Department of Surgical Intensive Care Unit, Beijing An Zhen Hospital, Capital Medical University, Beijing, China.
Department of Pulmonary and Critical Care Medicine, Center for Respiratory Diseases, China-Japan Friendship Hospital, National Clinical Research Center for Respiratory Diseases, Beijing, China.
Clin Respir J. 2022 Nov;16(11):696-707. doi: 10.1111/crj.13541. Epub 2022 Sep 9.
Interleukin (IL)-25, IL-33, and thymic stromal lymphopoietin (TSLP) are the important drivers for excessive type-2 immunity.
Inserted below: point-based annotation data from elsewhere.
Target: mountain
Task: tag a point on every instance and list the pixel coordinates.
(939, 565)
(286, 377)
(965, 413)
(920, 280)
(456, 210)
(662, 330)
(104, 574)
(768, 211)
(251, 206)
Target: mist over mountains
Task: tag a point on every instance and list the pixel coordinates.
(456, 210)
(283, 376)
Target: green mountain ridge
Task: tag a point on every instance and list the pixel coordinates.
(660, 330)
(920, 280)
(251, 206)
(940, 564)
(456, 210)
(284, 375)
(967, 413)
It has been well elucidated that IL-25/IL-33/TSLP plays an important role in allergic airway inflammation and remodeling, whereas their roles in idiopathic pulmonary fibrosis (IPF) still remained largely unclear. Herein, the aim of the review is to discuss the potential role and mechanism of IL-25/IL-33/TSLP on IPF by literature analysis and summary.
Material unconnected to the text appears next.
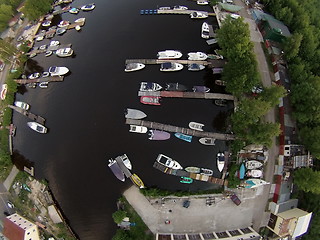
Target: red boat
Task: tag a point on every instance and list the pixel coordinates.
(153, 100)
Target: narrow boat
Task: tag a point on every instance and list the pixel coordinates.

We have done a literature search using the following terms: ("idiopathic pulmonary fibrosis" OR "IPF" OR "lung fibrosis") and (TSLP or "thymic stromal lymphopoietin" or IL-25 OR IL-17E OR IL-33) from the database of PubMed published in English up to July 2018.
We have totally found 58 articles by using the retrieval terms mentioned above. By careful title and abstract reading, 10 original research articles of high quality were enrolled for the full text reading and analysis. Two additional relevant studies were also included during the course of literature readings.
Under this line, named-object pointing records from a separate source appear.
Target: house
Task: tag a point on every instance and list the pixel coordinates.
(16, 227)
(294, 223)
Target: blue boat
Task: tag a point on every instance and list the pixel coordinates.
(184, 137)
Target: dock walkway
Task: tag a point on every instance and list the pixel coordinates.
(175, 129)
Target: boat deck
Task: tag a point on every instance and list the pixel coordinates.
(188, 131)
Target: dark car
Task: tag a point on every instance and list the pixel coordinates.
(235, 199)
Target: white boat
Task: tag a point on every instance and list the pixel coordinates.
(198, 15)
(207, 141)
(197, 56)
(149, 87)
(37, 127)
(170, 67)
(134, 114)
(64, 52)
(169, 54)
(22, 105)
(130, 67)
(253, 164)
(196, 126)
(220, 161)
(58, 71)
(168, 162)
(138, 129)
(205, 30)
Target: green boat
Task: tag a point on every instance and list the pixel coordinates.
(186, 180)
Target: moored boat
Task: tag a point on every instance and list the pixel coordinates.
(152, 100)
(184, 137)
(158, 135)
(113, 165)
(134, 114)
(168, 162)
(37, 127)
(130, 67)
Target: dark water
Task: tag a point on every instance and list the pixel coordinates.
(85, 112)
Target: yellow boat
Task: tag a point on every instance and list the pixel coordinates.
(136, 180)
IL-25/IL-33/TSLP and their corresponding receptors, that is, IL-17BR/ST2L/TSLPR, are shown to be up-regulated both in IPF patients and bleomycin (BLM)-induced lung fibrosis mice model. IL-25 may promote lung fibrosis by activating IL-17BR+fibroblast and IL-17BR+ILC2 (type 2 innate lymphoid cell). Full length (fl)-IL-33, as a transcription factor mainly in the cell nucleus, mediated non-atopic lung inflammation and fibrosis by modulating expressions of several pro-fibrotic mediators, including transforming growth factor (TGF)-b1. By contrast, mature (m)-IL-33 potentiates lung fibrosis by recruiting ST2L+M2 macrophages and ST2L+ILC2 to enlarge type 2 immunity. TSLP was shown to directly promote CCL2 expression in primary human lung fibroblasts (pHLFs).
IL-25/IL-33/TSLP contributes to non-allergic lung fibrosis by mediating persistent abnormal epithelial-mesenchymal crosstalk. IL-25/IL-33/TSLP may serve the promising novel target for the treatment of IPF.
白细胞介素(IL)-25、IL-33 和胸腺基质淋巴细胞生成素(TSLP)是过度 2 型免疫的重要驱动因素。已经充分阐明,IL-25/IL-33/TSLP 在过敏性气道炎症和重塑中发挥重要作用,而其在特发性肺纤维化(IPF)中的作用仍不清楚。在此,通过文献分析和综述,讨论了 IL-25/IL-33/TSLP 在 IPF 中的潜在作用和机制。
我们使用以下术语在 PubMed 数据库中进行了文献检索:(“特发性肺纤维化”或“IPF”或“肺纤维化”)和(TSLP 或“胸腺基质淋巴细胞生成素”或 IL-25 或 IL-17E 或 IL-33),检索时间截至 2018 年 7 月。
使用上述检索词共检索到 58 篇文章,通过仔细阅读标题和摘要,共纳入 10 篇高质量的原始研究文章进行全文阅读和分析。在文献阅读过程中,还纳入了另外 2 项相关研究。
IL-25/IL-33/TSLP 及其相应受体,即 IL-17BR/ST2L/TSLPR,在 IPF 患者和博来霉素(BLM)诱导的肺纤维化小鼠模型中均呈上调表达。IL-25 可能通过激活 IL-17BR+成纤维细胞和 IL-17BR+ILC2(2 型固有淋巴细胞)来促进肺纤维化。全长(fl)-IL-33 作为主要在细胞核中的转录因子,通过调节几种促纤维化介质的表达,包括转化生长因子(TGF)-b1,介导非变应性肺炎症和纤维化。相比之下,成熟(m)-IL-33 通过募集 ST2L+M2 巨噬细胞和 ST2L+ILC2 来扩大 2 型免疫,从而增强肺纤维化。TSLP 被证明可直接促进原代人肺成纤维细胞(pHLFs)中 CCL2 的表达。
IL-25/IL-33/TSLP 通过介导持续的异常上皮-间充质细胞相互作用,促进非过敏性肺纤维化。IL-25/IL-33/TSLP 可能成为治疗 IPF 的有前途的新型靶点。